Assessing the trends and effects of environmental parameters on the behaviour of mercury in the lower atmosphere over cropped land over four seasons
Abstract. Mercury is released to the atmosphere from natural and anthropogenic sources. Due to its persistence in the atmosphere, mercury is subject to long range transport and is thus a pollutant of global concern. Mercury emitted to the atmosphere enters terrestrial and aquatic ecosystems which act as sinks but also as sources of previously emitted and deposited mercury when the accumulated mercury is emitted back to the atmosphere. Studying the factors and processes that influence the behaviour of mercury from terrestrial sources is thus important for a better understanding of the role of natural ecosystems in the mercury cycling and emission budget.

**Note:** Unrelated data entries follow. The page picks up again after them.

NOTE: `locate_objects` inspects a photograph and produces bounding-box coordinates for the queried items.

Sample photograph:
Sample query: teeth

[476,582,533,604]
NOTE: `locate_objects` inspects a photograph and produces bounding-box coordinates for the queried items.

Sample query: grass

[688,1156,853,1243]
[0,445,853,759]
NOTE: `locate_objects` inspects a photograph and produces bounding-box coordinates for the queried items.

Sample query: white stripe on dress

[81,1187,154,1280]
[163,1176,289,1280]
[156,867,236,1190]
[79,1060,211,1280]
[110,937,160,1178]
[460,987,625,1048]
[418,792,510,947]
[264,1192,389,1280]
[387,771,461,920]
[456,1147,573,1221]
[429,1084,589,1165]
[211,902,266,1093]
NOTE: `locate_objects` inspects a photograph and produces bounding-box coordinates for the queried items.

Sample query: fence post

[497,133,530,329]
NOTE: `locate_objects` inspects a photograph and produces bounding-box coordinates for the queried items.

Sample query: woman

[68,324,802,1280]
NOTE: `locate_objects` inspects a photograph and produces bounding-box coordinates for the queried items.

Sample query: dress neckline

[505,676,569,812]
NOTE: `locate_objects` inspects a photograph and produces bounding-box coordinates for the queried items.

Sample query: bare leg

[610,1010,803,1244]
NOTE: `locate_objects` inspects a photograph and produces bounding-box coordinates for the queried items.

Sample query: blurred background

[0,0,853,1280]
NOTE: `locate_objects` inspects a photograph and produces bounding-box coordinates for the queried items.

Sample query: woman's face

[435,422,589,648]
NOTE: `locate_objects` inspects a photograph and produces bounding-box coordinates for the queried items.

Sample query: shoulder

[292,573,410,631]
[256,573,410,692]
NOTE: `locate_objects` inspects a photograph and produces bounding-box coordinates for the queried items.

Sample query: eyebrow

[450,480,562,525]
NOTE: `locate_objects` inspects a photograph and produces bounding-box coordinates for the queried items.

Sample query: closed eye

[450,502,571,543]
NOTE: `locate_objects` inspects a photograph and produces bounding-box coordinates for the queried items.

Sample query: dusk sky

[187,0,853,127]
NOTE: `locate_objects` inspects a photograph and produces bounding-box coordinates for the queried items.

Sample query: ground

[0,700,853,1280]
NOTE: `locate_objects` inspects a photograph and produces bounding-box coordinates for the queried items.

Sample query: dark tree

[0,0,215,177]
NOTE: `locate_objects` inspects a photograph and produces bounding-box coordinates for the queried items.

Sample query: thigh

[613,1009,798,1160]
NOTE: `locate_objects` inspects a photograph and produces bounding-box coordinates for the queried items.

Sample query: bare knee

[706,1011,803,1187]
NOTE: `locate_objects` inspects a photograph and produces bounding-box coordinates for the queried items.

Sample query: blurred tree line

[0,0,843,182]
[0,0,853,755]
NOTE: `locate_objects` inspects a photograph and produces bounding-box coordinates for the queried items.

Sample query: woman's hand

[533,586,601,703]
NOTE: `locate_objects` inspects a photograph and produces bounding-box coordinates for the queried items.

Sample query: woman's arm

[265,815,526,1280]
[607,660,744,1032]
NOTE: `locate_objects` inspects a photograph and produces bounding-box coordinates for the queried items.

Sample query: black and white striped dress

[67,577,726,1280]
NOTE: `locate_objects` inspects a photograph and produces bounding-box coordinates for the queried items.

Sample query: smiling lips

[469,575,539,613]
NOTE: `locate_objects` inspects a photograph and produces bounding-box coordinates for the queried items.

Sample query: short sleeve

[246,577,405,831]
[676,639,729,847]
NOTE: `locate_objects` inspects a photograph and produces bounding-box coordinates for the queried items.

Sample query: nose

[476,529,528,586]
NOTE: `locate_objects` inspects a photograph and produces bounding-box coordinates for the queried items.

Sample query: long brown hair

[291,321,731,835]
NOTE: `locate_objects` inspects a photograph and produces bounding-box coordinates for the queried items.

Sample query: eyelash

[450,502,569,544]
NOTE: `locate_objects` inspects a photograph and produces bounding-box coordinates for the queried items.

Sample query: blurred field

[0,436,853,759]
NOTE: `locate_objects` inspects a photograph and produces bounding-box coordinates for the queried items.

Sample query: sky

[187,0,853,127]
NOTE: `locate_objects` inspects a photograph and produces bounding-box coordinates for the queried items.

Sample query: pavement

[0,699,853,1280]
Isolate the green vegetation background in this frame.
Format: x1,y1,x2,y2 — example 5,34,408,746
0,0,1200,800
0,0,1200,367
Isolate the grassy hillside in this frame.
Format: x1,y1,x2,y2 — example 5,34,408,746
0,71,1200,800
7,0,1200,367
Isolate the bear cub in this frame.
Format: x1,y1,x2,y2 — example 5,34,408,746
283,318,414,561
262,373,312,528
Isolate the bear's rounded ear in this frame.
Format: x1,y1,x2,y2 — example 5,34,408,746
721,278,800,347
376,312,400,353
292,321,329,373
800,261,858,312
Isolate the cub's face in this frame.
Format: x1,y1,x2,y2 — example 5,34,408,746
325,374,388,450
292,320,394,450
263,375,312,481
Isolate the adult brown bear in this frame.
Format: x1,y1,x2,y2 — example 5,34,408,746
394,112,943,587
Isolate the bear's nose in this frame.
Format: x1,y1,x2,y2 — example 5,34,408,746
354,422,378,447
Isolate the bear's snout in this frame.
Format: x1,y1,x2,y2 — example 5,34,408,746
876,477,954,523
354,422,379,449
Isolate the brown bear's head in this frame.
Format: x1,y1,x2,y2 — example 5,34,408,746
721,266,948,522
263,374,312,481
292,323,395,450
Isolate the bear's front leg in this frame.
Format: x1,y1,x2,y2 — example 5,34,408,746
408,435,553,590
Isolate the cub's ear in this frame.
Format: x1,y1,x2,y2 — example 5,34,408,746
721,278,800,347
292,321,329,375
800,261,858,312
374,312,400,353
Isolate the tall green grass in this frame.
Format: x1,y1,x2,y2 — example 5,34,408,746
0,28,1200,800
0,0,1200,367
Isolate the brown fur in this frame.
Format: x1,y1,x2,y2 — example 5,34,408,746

A study was conducted over ten months (November 2006 to August 2007) at Elora, Ontario, Canada to measure gaseous elemental mercury (GEM), reactive gaseous mercury (RGM) and particulate bound mercury (HgP) as well as GEM fluxes over different ground cover spanning the four seasons typical of a temperate climate zone. GEM concentrations were measured using a mercury vapour analyzer (Tekran 2537A) while RGM and HgP were measured with the Tekran 1130/1135 speciation unit coupled to another mercury vapour analyzer. A micrometeorological approach was used for GEM flux determination using a continuous two-level sampling system for GEM concentration gradient measurement above the soil surface and crop canopy. The turbulent transfer coefficients were derived from meteorological parameters measured on site.
A net GEM volatilization (6.31 ± 33.98 ng mM−2 hr−1, study average) to the atmosphere was observed. Average GEM concentrations and GEM fluxes showed significant seasonal differences and distinct diurnal patterns while no trends were observed for HgP or RGM. Highest GEM concentrations, recorded in late spring and fall, were due to meteorological changes such as increases in net radiation and air temperature in spring and lower atmospheric mixing height in fall. Highest GEM fluxes (18.1 ng m−2 hr−1, monthly average) were recorded in late spring but also during specific events in winter and fall. The main factors influencing the GEM flux were soil moisture content, soil temperature, precipitation events and ground cover. These trends indicate that the soil surface could be a significant mercury source in spring and summer seasons but also under specific meteorological conditions during the winter and fall.